Yesterday’s Presidential election result, while not viewed as the likely outcome, was always a possibility. Sometime in the early hours of Wednesday we were reminded that unexpected events do occur. As the past reminds us, the best strategy for preserving wealth is to avoid placing large bets on one outcome, no matter how certain it may appear.
With the elimination of one uncertainty–who will be our next President–we are now faced with the new uncertainty of whether the Trump Administration will be good or bad for the economy and financial assets. It is highly unlikely that this is the end of the world (as some may feel personally), nor is it a radical populist revolution which will materially increase opportunities for certain populations. There is uncertainty, but investing is always about navigating in a sea of unknowns. Bond investors must grapple with how interest rates will change and whether bonds will be fully paid off at maturity. Equity investors concerns are mainly how future earnings of corporations will grow or decline. Investing is about being paid appropriately for the risks taken – a strategy best implemented through globally diversified portfolios. If we were to take no risk, the return would be 0.25% (return on the one month U.S. T-Bill on 11/9/16), a negative return after inflation.

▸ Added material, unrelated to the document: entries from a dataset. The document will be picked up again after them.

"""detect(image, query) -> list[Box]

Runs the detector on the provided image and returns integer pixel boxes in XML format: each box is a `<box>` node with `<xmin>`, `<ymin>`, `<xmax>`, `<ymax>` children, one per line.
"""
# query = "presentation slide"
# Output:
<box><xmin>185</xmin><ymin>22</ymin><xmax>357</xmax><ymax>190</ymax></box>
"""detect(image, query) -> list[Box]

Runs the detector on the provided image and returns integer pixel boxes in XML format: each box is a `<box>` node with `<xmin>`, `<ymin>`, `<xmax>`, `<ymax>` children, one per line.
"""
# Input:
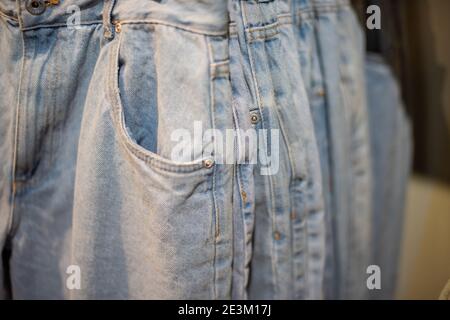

In summary, no one knows whether the new Administration will be good or bad for investments. Some predict that increased spending, less regulation, less immigration, and lower taxes will have a positive effect. Others predict that higher trade barriers, less immigration and increased geopolitical risk will lead to a recession. While uncertainty has increased, it does not necessarily imply lower returns compared to what we would be facing with a different election outcome. It remains important to not let our personal political preferences distort our ability to stay the course towards our long term goals.